Nimm’ die Jammer-Gespräche und negative Situationen im Alltag zum Anlass und verwandle sie in positive Impulse und Inspirationen für dein Gehirn.

Und so funktioniert es

Sobald du einen negativen Impuls bekommst, in ein Jammer-Gespräch verwickelt wirst oder dich in einer negativen Situation befindest, nimm dir etwas Zeit, um nach positiven Aspekten zu suchen.  Und dann fokussiere deine Aufmerksamkeit auf sie.

So kannst du aktiv Positives erschaffen, anstatt passiv darauf zu warten, dass sich etwas Gutes ergibt.

Diese Übung kann sich zunächst falsch anfühlen. Du denkst vielleicht, dass die guten Dinge, die du dir ausdenkst, unbedeutend sind. Dein Verstand sagt dir, dass diese Kleinigkeiten den schrecklichen Zustand der Welt nicht ausgleichen.

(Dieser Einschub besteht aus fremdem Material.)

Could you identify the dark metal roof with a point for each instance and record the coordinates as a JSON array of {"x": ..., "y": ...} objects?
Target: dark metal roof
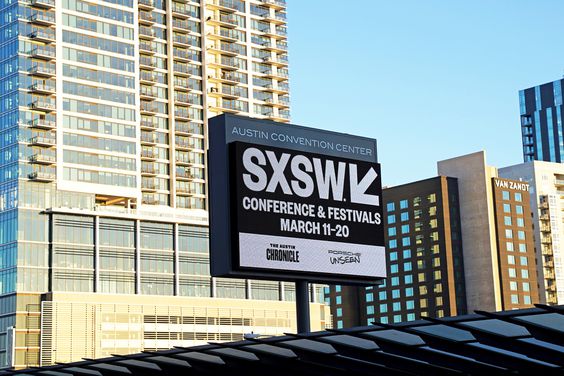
[{"x": 528, "y": 341}]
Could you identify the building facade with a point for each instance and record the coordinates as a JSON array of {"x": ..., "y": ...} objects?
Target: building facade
[
  {"x": 541, "y": 122},
  {"x": 103, "y": 168},
  {"x": 457, "y": 243},
  {"x": 546, "y": 180},
  {"x": 497, "y": 236},
  {"x": 424, "y": 260}
]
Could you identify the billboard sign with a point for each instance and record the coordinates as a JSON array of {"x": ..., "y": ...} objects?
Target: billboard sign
[{"x": 278, "y": 211}]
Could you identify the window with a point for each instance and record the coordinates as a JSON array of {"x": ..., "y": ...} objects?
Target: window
[
  {"x": 522, "y": 248},
  {"x": 520, "y": 222}
]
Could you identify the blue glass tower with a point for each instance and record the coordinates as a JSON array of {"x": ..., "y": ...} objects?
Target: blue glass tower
[{"x": 541, "y": 122}]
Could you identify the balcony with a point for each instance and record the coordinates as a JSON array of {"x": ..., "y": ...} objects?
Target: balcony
[
  {"x": 181, "y": 69},
  {"x": 43, "y": 52},
  {"x": 42, "y": 18},
  {"x": 146, "y": 47},
  {"x": 147, "y": 78},
  {"x": 148, "y": 169},
  {"x": 42, "y": 159},
  {"x": 44, "y": 4},
  {"x": 146, "y": 4},
  {"x": 149, "y": 154},
  {"x": 42, "y": 35},
  {"x": 148, "y": 108},
  {"x": 148, "y": 124},
  {"x": 40, "y": 105},
  {"x": 42, "y": 176},
  {"x": 43, "y": 141},
  {"x": 225, "y": 20},
  {"x": 146, "y": 18},
  {"x": 146, "y": 62},
  {"x": 42, "y": 88},
  {"x": 192, "y": 129},
  {"x": 149, "y": 184},
  {"x": 147, "y": 93},
  {"x": 276, "y": 4},
  {"x": 227, "y": 5},
  {"x": 146, "y": 32},
  {"x": 42, "y": 124},
  {"x": 42, "y": 70}
]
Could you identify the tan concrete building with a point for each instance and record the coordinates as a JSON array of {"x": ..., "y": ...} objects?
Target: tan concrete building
[{"x": 496, "y": 272}]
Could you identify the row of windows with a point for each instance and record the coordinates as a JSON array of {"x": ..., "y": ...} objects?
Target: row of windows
[{"x": 101, "y": 77}]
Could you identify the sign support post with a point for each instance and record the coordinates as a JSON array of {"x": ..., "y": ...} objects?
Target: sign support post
[{"x": 302, "y": 306}]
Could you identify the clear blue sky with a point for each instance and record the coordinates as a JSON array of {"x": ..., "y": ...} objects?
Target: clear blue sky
[{"x": 430, "y": 80}]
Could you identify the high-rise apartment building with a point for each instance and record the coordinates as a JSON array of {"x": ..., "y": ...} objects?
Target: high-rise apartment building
[
  {"x": 103, "y": 237},
  {"x": 546, "y": 180},
  {"x": 497, "y": 235},
  {"x": 424, "y": 260},
  {"x": 541, "y": 122},
  {"x": 457, "y": 243}
]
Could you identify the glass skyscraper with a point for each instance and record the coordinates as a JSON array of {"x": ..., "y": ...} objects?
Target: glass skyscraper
[
  {"x": 541, "y": 122},
  {"x": 103, "y": 207}
]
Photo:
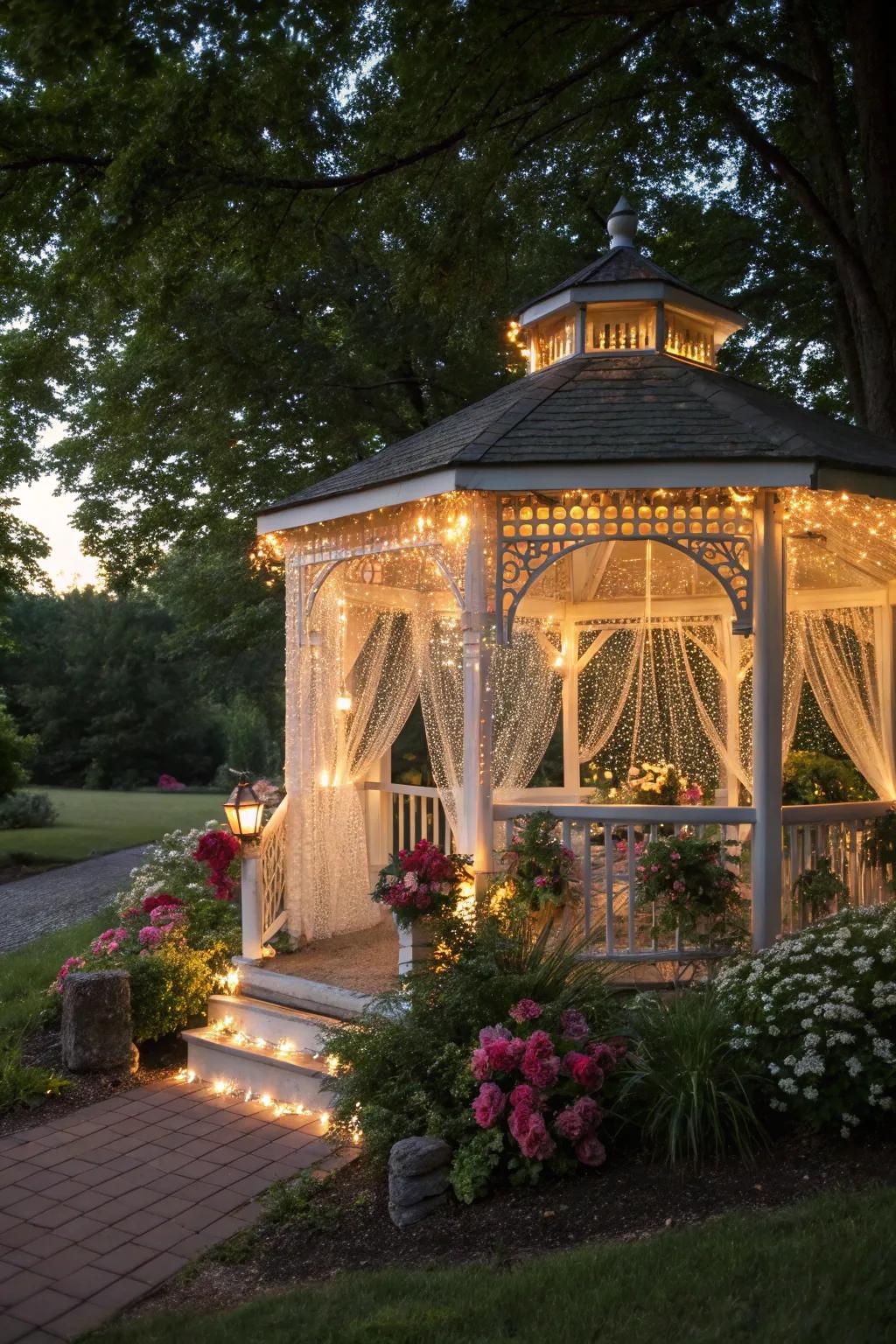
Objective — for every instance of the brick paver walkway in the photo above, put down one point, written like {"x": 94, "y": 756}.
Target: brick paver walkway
{"x": 60, "y": 897}
{"x": 98, "y": 1208}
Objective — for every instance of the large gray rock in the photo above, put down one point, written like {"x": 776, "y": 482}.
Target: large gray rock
{"x": 418, "y": 1178}
{"x": 410, "y": 1214}
{"x": 411, "y": 1190}
{"x": 418, "y": 1155}
{"x": 95, "y": 1022}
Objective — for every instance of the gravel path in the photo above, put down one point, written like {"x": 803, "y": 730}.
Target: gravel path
{"x": 60, "y": 898}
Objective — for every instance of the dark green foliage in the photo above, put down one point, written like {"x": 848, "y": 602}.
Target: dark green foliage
{"x": 15, "y": 752}
{"x": 92, "y": 676}
{"x": 404, "y": 1068}
{"x": 684, "y": 1088}
{"x": 20, "y": 810}
{"x": 820, "y": 892}
{"x": 813, "y": 777}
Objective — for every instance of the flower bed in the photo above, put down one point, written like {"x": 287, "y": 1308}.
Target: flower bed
{"x": 818, "y": 1015}
{"x": 178, "y": 929}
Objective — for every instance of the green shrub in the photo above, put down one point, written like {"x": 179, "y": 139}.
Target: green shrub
{"x": 168, "y": 987}
{"x": 684, "y": 1086}
{"x": 15, "y": 752}
{"x": 404, "y": 1068}
{"x": 20, "y": 1083}
{"x": 817, "y": 1016}
{"x": 813, "y": 777}
{"x": 23, "y": 810}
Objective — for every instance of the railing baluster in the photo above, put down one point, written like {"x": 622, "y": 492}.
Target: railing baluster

Es ist wichtig zu erkennen, dass diese Praxis dein Gehirn darauf trainiert, nach dem Positiven zu suchen, so natürlich wie es jetzt nach dem Negativen sucht.

Dein Autopilot, nach den negativen Aspekten zu suchen, wird ausgeschaltet.

Wenn du diese Übung sechs Wochen lang machst, wird dein Gehirn trainiert, nach den guten und positiven Aspekten in der Welt zu suchen.

Je intensiver und ernsthafter du diese Übung machst, umso positiver und schöner werden deine Alltags- begegnungen und Situationen.